Trade war

Guest editorial
Peter Zeihan
President and Founder
Zeihan on Geopolitics 

This article was published in the July 2019 edition of NTEA News.

After weeks of seemingly positive leaks out of ongoing American-Chinese trade talks, at the stroke of midnight May 10, the Trump administration nearly tripled the level of preexisting tariffs on Chinese exports to the U.S. market. Officials made it clear the action was punishment for Chinese attempts to renege on earlier points of agreement, with even bigger increases now in the pipe.

This approach to trade negotiations is eminently sustainable.

It comes down to three factors.

First, cost.

The U.S. has more millionaires than the number of citizens in Sweden, and in the past couple decades, has spent sums on issues as disconnected as wars and new entitlements which exceed the gross domestic product of all the world’s countries, China included. To think the addition of a few dozen billion in tariffs will break the back of America’s $12ish trillion consumer market is simply bad math.

Second, perspective.

The Americans most likely to feel price increases on the mass manufacture products subject to the new duties happen to be the slice of the U.S. political class most likely to grant Trump the benefit of the doubt. After all, they see themselves as the people most put upon by prior Chinese mercantilism. For Trump, even if a single job doesn’t return to the U.S. as a result of expanded tariffs, there simply isn’t any political downside.

But just because the U.S. can afford a trade war and Trump perceives no political danger isn’t the same thing as saying the U.S. can win one. This brings us to the third angle: Leverage.

To be perfectly blunt, China has almost none.

The U.S. utterly controls the market the Chinese must keep accessible. China exports over four times as many goods to the American market as vice-versa. China has already run out of goods to slap on retributive tariffs. All new tariffs, from this point forward, will be excruciatingly painful for Chinese players.

The Chinese economy remains heavily dependent upon imports of value-added manufacturing products to make its more mid- and low-tech industries function. The relative dependency upon such external support is an order of magnitude higher than that of the NAFTA-centric American system or Germany’s more diversified supply network. Without such tech, there isn’t much of a Chinese manufacturing system.

Most importantly, the imbalance in American security commitments is shifting from the best the Chinese could have ever hoped to the worst-case scenario.

Peter Zeihan speaks at NTEA’s 2016 Executive Leadership Summit.
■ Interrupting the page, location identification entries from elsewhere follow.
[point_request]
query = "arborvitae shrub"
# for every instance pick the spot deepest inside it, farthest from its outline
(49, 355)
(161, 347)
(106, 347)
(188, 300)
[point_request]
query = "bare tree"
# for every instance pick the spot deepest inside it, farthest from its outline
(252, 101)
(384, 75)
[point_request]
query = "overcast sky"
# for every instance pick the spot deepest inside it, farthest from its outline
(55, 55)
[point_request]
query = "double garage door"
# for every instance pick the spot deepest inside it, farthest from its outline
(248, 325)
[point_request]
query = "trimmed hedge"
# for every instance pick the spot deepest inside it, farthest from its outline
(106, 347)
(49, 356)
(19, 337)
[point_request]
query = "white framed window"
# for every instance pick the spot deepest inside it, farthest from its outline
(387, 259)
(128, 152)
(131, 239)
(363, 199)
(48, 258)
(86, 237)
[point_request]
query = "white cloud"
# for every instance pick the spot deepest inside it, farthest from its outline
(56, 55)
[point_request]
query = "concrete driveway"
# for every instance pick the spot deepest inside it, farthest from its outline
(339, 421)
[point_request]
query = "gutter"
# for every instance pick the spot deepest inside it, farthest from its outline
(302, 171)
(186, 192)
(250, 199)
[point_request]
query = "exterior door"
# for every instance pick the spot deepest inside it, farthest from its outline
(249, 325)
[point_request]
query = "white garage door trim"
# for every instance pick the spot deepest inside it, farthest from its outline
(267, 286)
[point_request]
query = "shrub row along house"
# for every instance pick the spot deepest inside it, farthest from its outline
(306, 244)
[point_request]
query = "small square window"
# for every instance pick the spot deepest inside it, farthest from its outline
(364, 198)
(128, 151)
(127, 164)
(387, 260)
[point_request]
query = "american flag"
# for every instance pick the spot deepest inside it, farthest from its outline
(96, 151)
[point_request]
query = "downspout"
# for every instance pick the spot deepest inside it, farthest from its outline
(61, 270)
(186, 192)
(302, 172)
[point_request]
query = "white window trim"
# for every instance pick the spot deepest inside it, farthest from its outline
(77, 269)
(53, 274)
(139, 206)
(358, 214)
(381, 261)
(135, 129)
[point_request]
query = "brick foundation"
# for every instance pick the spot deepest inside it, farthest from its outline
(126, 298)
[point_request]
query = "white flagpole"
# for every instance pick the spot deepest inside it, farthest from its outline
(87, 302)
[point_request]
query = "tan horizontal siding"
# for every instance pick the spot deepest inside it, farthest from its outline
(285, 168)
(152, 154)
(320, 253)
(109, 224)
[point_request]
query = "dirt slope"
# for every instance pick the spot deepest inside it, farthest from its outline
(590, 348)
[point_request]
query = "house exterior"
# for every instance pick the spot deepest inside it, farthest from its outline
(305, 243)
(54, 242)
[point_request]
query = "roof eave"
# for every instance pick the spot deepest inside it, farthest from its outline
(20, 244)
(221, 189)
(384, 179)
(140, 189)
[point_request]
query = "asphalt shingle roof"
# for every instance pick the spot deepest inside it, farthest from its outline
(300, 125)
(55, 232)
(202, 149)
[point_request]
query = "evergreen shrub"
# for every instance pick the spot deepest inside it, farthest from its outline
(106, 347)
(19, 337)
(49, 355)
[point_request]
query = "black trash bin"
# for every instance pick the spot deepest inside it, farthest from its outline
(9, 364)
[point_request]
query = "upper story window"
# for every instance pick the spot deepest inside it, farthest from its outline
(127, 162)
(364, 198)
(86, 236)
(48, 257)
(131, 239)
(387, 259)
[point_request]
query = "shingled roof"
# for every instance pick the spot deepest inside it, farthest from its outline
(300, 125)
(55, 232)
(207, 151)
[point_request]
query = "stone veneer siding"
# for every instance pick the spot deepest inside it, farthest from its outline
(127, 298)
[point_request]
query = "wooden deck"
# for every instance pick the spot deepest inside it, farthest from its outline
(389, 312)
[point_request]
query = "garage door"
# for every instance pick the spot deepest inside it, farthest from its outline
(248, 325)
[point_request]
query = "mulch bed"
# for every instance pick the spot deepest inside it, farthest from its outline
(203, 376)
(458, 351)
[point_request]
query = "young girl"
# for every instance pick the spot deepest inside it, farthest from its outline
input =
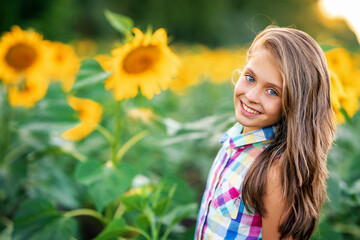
(268, 179)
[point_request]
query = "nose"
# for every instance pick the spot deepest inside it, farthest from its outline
(253, 94)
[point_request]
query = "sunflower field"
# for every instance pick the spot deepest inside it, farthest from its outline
(114, 139)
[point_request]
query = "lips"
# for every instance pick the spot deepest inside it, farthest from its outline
(248, 109)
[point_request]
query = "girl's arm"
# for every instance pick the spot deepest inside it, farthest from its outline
(274, 203)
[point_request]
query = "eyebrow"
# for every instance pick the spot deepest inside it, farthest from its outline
(269, 83)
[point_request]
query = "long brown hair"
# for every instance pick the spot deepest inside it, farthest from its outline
(304, 134)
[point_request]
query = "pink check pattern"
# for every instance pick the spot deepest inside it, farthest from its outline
(222, 212)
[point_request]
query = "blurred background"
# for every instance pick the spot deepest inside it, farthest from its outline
(211, 22)
(168, 140)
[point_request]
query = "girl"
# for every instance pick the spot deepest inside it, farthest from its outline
(268, 179)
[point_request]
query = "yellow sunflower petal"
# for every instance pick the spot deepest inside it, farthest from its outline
(21, 53)
(34, 89)
(146, 63)
(89, 113)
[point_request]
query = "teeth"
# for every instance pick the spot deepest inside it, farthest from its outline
(249, 109)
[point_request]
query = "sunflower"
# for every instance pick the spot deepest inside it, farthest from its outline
(337, 96)
(146, 63)
(64, 63)
(21, 54)
(33, 89)
(345, 82)
(89, 113)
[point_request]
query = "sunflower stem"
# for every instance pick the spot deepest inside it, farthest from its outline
(131, 142)
(117, 129)
(5, 117)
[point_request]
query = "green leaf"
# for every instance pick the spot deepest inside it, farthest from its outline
(179, 213)
(88, 172)
(326, 47)
(90, 74)
(121, 23)
(183, 193)
(163, 205)
(115, 228)
(111, 184)
(133, 202)
(38, 219)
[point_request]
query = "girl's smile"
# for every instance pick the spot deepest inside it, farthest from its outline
(258, 92)
(246, 110)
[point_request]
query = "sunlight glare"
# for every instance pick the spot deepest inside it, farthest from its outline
(347, 9)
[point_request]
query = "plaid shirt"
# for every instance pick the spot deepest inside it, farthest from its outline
(222, 213)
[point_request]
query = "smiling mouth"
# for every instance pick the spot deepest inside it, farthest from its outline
(248, 109)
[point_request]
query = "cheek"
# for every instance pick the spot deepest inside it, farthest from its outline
(276, 109)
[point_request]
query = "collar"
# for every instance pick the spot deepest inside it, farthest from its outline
(235, 138)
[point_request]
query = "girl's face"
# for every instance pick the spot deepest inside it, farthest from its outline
(257, 94)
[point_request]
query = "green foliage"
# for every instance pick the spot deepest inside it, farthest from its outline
(38, 219)
(119, 22)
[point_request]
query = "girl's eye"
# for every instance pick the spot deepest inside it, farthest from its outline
(272, 92)
(250, 78)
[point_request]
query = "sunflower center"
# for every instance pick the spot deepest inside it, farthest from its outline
(20, 56)
(141, 59)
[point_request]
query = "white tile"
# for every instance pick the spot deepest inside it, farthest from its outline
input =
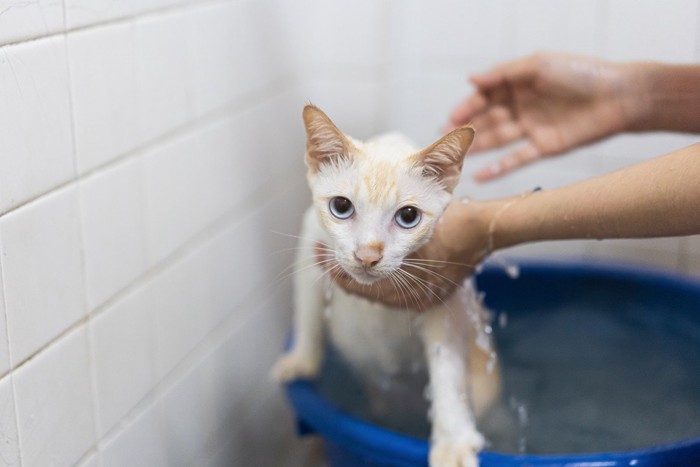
(188, 415)
(569, 249)
(194, 180)
(180, 299)
(9, 442)
(114, 230)
(247, 399)
(54, 403)
(163, 74)
(103, 83)
(649, 30)
(35, 120)
(455, 29)
(224, 65)
(353, 27)
(541, 23)
(355, 105)
(692, 259)
(42, 269)
(92, 459)
(4, 346)
(123, 342)
(139, 443)
(660, 252)
(172, 198)
(20, 20)
(87, 12)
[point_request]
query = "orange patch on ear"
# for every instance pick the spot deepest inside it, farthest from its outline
(324, 141)
(443, 159)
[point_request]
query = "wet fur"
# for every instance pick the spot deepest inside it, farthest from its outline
(380, 176)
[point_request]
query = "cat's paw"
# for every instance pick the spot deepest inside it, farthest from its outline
(291, 366)
(456, 453)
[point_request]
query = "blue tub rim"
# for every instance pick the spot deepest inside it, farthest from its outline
(320, 416)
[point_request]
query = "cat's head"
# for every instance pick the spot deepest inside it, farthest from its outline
(379, 201)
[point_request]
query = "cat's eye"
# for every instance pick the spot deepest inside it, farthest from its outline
(408, 217)
(341, 207)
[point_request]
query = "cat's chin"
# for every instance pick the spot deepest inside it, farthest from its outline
(365, 277)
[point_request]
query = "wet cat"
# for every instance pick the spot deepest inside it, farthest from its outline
(374, 203)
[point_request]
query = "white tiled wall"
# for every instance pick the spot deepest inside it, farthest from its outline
(151, 174)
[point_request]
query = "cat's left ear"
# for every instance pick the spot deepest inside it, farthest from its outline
(443, 159)
(324, 141)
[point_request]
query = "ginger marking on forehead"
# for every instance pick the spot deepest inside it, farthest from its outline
(380, 182)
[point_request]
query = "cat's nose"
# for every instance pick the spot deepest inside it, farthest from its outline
(369, 255)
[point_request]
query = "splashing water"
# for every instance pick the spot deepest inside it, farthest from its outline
(521, 413)
(511, 269)
(502, 319)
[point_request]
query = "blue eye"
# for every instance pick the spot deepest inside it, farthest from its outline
(341, 207)
(408, 217)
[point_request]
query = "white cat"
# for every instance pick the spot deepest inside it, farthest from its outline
(374, 203)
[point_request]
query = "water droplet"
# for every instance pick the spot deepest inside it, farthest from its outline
(522, 415)
(428, 392)
(385, 383)
(491, 363)
(416, 367)
(513, 271)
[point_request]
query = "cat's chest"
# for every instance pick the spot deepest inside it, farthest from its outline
(373, 337)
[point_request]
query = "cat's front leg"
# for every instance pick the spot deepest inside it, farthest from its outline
(455, 440)
(304, 358)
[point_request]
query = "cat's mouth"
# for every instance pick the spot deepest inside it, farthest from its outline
(365, 276)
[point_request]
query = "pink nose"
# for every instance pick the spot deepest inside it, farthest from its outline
(369, 255)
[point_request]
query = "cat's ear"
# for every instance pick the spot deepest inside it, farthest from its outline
(443, 159)
(324, 141)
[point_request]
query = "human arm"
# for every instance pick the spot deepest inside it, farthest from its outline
(554, 102)
(656, 198)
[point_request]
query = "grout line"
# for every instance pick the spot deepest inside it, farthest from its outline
(230, 219)
(152, 13)
(214, 339)
(273, 88)
(9, 357)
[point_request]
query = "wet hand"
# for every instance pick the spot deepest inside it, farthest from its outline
(550, 102)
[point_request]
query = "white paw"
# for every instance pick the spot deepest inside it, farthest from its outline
(455, 453)
(291, 366)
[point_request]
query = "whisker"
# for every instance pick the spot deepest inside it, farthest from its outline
(436, 274)
(437, 261)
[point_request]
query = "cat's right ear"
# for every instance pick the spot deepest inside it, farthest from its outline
(324, 141)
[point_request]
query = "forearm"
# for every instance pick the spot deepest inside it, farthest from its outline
(657, 198)
(667, 97)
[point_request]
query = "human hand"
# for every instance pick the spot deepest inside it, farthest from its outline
(554, 102)
(459, 243)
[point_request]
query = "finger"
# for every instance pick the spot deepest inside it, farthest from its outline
(502, 135)
(495, 117)
(468, 109)
(515, 70)
(523, 156)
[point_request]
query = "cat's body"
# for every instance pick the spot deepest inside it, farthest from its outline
(398, 194)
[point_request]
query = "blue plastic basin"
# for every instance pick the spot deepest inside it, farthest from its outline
(350, 442)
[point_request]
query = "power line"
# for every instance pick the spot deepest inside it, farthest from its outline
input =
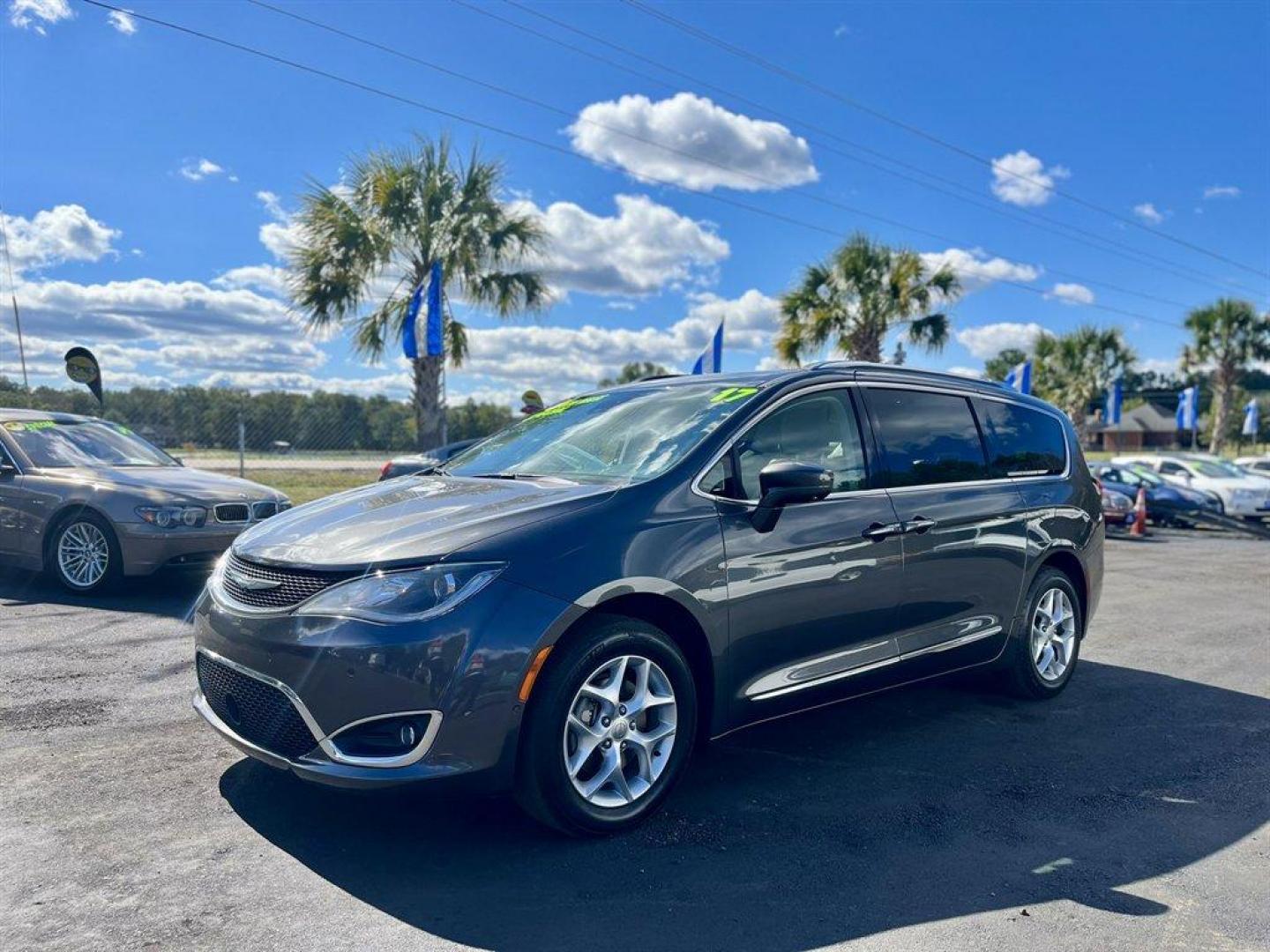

Before the Second World War, the fractured nature of the Chinese geography made it a playground for external players as diverse as Japan, Britain, France, Germany — even Australia. But after the war, the American imposition of a global order rooted in free trade ejected the imperial powers from China, while also enabling China to trade with the wider world on peaceable terms for the first time. Put simply, America’s creation of the global order combined with the Nixon and Carter administrations’ efforts to integrate China into this order are what made the Chinese rise possible.

China cannot fly solo. The U.S. utterly controls the strategic environment which enables the Chinese to import raw materials and energy while exporting finished goods. Much has been made of China’s rapidly growing navy, but most scuttlebutt misses the point: Fewer than 10% of China’s ships can operate more than 1,000 miles from shore. Middle Eastern energy and American consumers are five times this distance. Europe is double that again. Only the American Navy can guarantee the safety of Chinese trade.

But, Americans are done. They have been backing away from their global commitments ever since the Berlin Wall fell. The pace of withdrawal is accelerating. One solid point of agreement in the fury of American domestic politics is the U.S. must take a less involved position in global affairs. Anything that weakens American commitment to the global order threatens Chinese success.

If Beijing’s end goal involves any flavor of energy or market access, or any hope of technological improvement or economic coherence, it must keep Americans involved. That leaves Beijing one simple, maddening play: Give in.